The persistent allocations act like rocks in a stream - free memory flows around them but can't coalesce.

Migrate types: the kernel's first defense

The kernel groups pages by mobility to reduce fragmentation:

MIGRATE_UNMOVABLE   - Kernel structures that can't move
MIGRATE_MOVABLE     - User pages that can be migrated
MIGRATE_RECLAIMABLE - Caches that can be freed

The buddy allocator maintains separate free lists per migrate type (mm/page_alloc.c):

┌─────────────────────────────────────────────────────────────┐
│                     Physical memory                         │
├───────────────────┬────────────────────┬────────────────────┤
│    UNMOVABLE      │      MOVABLE       │    RECLAIMABLE     │
│  (kernel stuff)   │   (user pages)     │    (caches)        │
└───────────────────┴────────────────────┴────────────────────┘

This helps because: - Movable pages can be migrated to create contiguous free space - Reclaimable pages can be freed under pressure - Unmovable pages are grouped together, limiting fragmentation spread

But it's not perfect. Under pressure, the allocator will "steal" pages from other migrate types, polluting movable regions with unmovable allocations.

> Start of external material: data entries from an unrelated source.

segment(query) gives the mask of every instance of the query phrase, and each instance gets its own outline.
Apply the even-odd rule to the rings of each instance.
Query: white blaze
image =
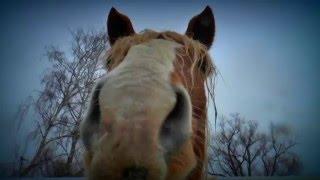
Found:
[[[147,111],[159,120],[165,118],[176,101],[170,73],[179,46],[173,41],[153,39],[131,47],[106,77],[99,99],[102,117],[111,112],[115,121],[138,121]]]

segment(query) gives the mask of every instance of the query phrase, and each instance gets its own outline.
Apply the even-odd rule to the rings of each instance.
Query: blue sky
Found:
[[[216,39],[210,54],[218,78],[219,114],[287,123],[294,130],[304,174],[320,175],[320,3],[316,1],[28,1],[0,6],[0,162],[13,158],[15,112],[40,88],[45,47],[68,48],[70,29],[105,28],[114,6],[136,29],[183,33],[192,16],[213,8]],[[210,113],[211,114],[211,113]],[[28,128],[28,124],[24,128]]]

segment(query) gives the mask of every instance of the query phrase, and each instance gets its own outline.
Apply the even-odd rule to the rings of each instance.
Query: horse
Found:
[[[208,98],[216,67],[207,6],[185,34],[136,33],[111,8],[107,73],[96,82],[80,126],[89,179],[204,179]]]

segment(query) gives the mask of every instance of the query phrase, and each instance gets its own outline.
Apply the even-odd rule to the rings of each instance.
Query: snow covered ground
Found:
[[[22,179],[22,180],[33,180],[33,179],[45,179],[45,180],[85,180],[85,178],[0,178],[0,179],[8,179],[8,180],[15,180],[15,179]],[[214,178],[209,178],[214,180]],[[218,177],[215,180],[320,180],[320,177],[296,177],[296,176],[286,176],[286,177]]]

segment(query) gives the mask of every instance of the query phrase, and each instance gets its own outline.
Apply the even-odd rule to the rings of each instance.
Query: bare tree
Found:
[[[271,124],[259,131],[256,121],[239,114],[222,117],[210,144],[209,174],[218,176],[274,176],[298,174],[301,162],[287,126]]]
[[[72,32],[70,51],[51,46],[46,57],[51,66],[42,78],[42,89],[20,111],[22,120],[33,113],[34,128],[20,154],[19,175],[71,176],[83,171],[79,124],[95,80],[104,73],[99,56],[106,49],[101,32]],[[27,110],[26,110],[27,109]]]
[[[271,124],[269,139],[263,142],[260,156],[265,176],[300,173],[302,168],[300,159],[297,154],[290,151],[297,143],[287,138],[290,134],[287,126]]]

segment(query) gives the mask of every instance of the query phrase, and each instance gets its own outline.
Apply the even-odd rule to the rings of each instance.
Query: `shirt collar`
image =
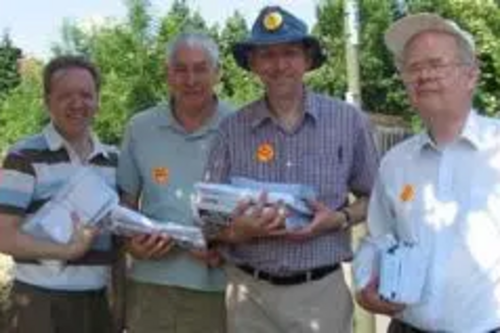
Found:
[[[273,114],[269,110],[266,97],[257,102],[255,108],[251,122],[252,128],[259,127],[265,121],[272,121],[274,119]],[[307,89],[304,89],[304,113],[306,116],[310,116],[314,121],[318,120],[318,110],[314,107],[314,94]]]
[[[199,130],[195,131],[194,133],[190,133],[189,135],[193,136],[198,136],[198,135],[203,135],[207,132],[211,131],[216,131],[220,121],[222,120],[224,114],[227,112],[226,110],[229,109],[227,105],[219,101],[218,97],[214,95],[214,99],[216,101],[216,112],[210,117],[208,122],[203,125]],[[165,128],[171,128],[175,131],[179,131],[184,133],[185,129],[182,127],[181,124],[177,121],[177,119],[174,116],[174,103],[172,99],[169,101],[168,104],[164,103],[161,104],[157,108],[157,117],[158,121],[157,124],[159,127]]]
[[[479,115],[475,110],[469,112],[469,116],[462,130],[461,138],[470,142],[476,149],[480,149],[483,146],[482,134],[479,126]]]
[[[481,139],[481,130],[479,127],[479,115],[476,110],[471,110],[460,133],[459,140],[469,142],[475,149],[480,149],[483,145],[483,140]],[[428,131],[422,132],[418,137],[417,148],[421,151],[429,147],[436,147],[436,144]]]
[[[66,147],[70,146],[69,143],[63,138],[63,136],[57,131],[52,122],[50,122],[43,129],[43,136],[45,137],[45,140],[47,141],[47,144],[51,151],[56,151],[61,148],[66,149]],[[90,140],[92,141],[93,147],[93,151],[90,156],[103,155],[106,158],[109,157],[107,149],[94,132],[91,132]]]

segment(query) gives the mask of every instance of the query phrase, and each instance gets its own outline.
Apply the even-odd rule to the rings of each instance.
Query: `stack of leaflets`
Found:
[[[378,292],[388,301],[415,304],[421,300],[427,273],[421,247],[399,242],[382,252]]]
[[[381,298],[403,304],[422,300],[428,260],[417,243],[397,241],[392,235],[365,238],[353,263],[357,290],[378,276]]]
[[[116,192],[92,169],[82,167],[23,228],[68,243],[74,227],[72,214],[88,225],[97,225],[116,205]]]
[[[315,191],[308,186],[243,177],[231,179],[231,184],[197,183],[195,190],[195,215],[209,234],[230,223],[231,214],[241,201],[257,202],[263,192],[266,192],[267,204],[282,204],[286,208],[286,228],[297,230],[311,221],[313,212],[307,201],[316,199]]]
[[[68,243],[73,235],[76,214],[86,225],[119,235],[165,233],[183,247],[206,246],[201,229],[174,222],[153,221],[118,204],[118,195],[95,171],[82,167],[23,225],[31,234]]]
[[[380,254],[397,244],[392,235],[361,240],[353,260],[353,277],[356,290],[365,288],[370,280],[380,275]]]
[[[119,235],[167,234],[176,244],[188,249],[206,248],[205,238],[199,227],[173,222],[157,222],[134,210],[116,206],[110,213],[106,229]]]

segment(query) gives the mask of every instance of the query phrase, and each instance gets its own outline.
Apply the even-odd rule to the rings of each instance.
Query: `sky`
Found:
[[[151,0],[152,13],[163,16],[173,0]],[[265,5],[281,5],[311,27],[316,22],[318,0],[187,0],[212,25],[220,23],[238,10],[250,25]],[[51,45],[61,39],[64,20],[74,22],[99,18],[123,19],[123,0],[0,0],[0,33],[7,31],[15,46],[25,55],[47,58]]]

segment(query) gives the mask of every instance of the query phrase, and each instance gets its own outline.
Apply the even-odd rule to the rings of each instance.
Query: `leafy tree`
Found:
[[[360,0],[360,70],[362,99],[372,112],[412,117],[410,107],[383,43],[383,34],[392,20],[400,16],[396,0]],[[498,1],[407,0],[409,13],[435,12],[457,21],[476,38],[482,76],[476,106],[489,114],[500,110],[500,6]],[[311,82],[315,88],[339,97],[346,90],[343,41],[343,1],[324,0],[318,10],[314,32],[320,36],[329,55],[326,66]]]
[[[21,55],[21,49],[12,44],[8,33],[4,33],[0,42],[0,99],[21,81],[17,66]]]
[[[231,52],[234,43],[243,40],[247,35],[245,19],[239,12],[235,12],[227,19],[219,36],[222,62],[220,91],[222,97],[230,100],[235,106],[254,100],[261,91],[255,76],[240,68]]]
[[[313,34],[322,43],[327,58],[309,78],[315,90],[339,98],[347,89],[342,10],[342,1],[324,1],[316,9],[318,20]]]
[[[163,55],[154,48],[153,17],[147,0],[126,0],[124,22],[106,22],[90,31],[66,27],[56,50],[83,53],[99,67],[104,84],[95,129],[103,140],[119,142],[129,117],[164,95]],[[75,47],[76,45],[76,47]]]
[[[55,56],[63,54],[80,54],[88,56],[89,40],[83,29],[74,22],[64,19],[61,28],[61,42],[52,45]]]
[[[108,21],[91,30],[69,23],[63,29],[62,43],[55,48],[59,53],[85,54],[100,68],[104,84],[95,128],[103,140],[115,143],[131,115],[167,98],[167,42],[181,31],[209,32],[203,18],[192,13],[185,0],[174,1],[162,18],[153,17],[148,0],[124,2],[124,22]]]
[[[0,101],[0,156],[19,138],[40,130],[47,121],[42,103],[41,64],[26,59],[20,84]]]
[[[61,31],[62,41],[53,47],[54,54],[84,54],[100,68],[104,82],[95,128],[104,140],[119,142],[131,115],[167,98],[165,47],[182,31],[203,31],[218,41],[222,77],[217,89],[222,98],[240,106],[261,93],[255,76],[239,68],[231,54],[234,43],[248,34],[240,13],[235,12],[221,28],[209,27],[199,13],[190,10],[187,0],[175,0],[170,9],[158,17],[152,14],[148,0],[123,1],[127,6],[127,17],[123,21],[109,20],[90,28],[66,21]],[[402,1],[359,2],[365,109],[412,116],[382,37],[389,24],[406,10],[411,13],[431,11],[456,20],[476,37],[482,76],[475,102],[481,110],[496,115],[500,110],[499,2],[406,0],[405,10],[398,10],[401,7],[396,2]],[[308,84],[315,90],[343,98],[346,90],[343,1],[323,0],[317,7],[317,18],[313,33],[325,46],[328,60],[308,76]],[[0,44],[0,151],[22,135],[39,130],[46,121],[44,112],[40,111],[43,110],[41,64],[28,62],[29,65],[21,66],[24,69],[16,86],[15,66],[20,51],[13,50],[18,49],[12,46],[8,36],[4,37]],[[5,93],[5,86],[9,87],[8,93]]]
[[[314,88],[340,98],[344,97],[347,89],[343,3],[326,0],[317,8],[318,22],[314,33],[323,42],[328,60],[311,77]],[[371,112],[409,116],[404,89],[382,39],[392,19],[393,7],[387,1],[361,0],[359,9],[363,107]]]
[[[186,0],[174,0],[170,10],[160,19],[157,44],[164,50],[174,36],[187,31],[208,33],[209,29],[198,12],[191,12]]]

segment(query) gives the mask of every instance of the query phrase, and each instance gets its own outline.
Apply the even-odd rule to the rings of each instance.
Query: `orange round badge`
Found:
[[[257,161],[267,163],[274,158],[274,148],[270,143],[263,143],[257,148]]]
[[[402,202],[412,201],[415,198],[415,188],[409,184],[406,184],[401,193],[399,194],[399,199]]]
[[[166,167],[153,168],[153,180],[157,184],[166,184],[170,176],[170,171]]]

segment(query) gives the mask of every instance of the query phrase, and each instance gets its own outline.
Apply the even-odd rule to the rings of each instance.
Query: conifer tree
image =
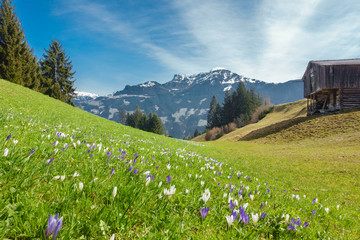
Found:
[[[206,128],[211,129],[219,126],[221,126],[221,106],[214,95],[210,102]]]
[[[40,85],[37,59],[11,0],[1,0],[0,7],[0,78],[34,90]]]
[[[41,91],[50,97],[75,106],[74,74],[72,62],[58,40],[51,41],[49,49],[45,49],[44,59],[40,60],[42,74]]]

Memory compaction: defragmentation for Linux

When high-order allocations fail, the kernel can try compaction - moving pages to create contiguous free regions.

Before compaction:
┌───┬───┬───┬───┬───┬───┬───┬───┐
│ M │ F │ M │ F │ M │ F │ M │ F │  M = Movable, F = Free
└───┴───┴───┴───┴───┴───┴───┴───┘

After compaction:
┌───┬───┬───┬───┬───┬───┬───┬───┐
│ M │ M │ M │ M │ F │ F │ F │ F │  Contiguous free region!
└───┴───┴───┴───┴───┴───┴───┴───┘

Compaction was added by Mel Gorman in kernel 2.6.35 (commit 748446bb6b5a | LKML, 2010). Before this, high-order allocation failures on long-running systems were common and the only solution was rebooting.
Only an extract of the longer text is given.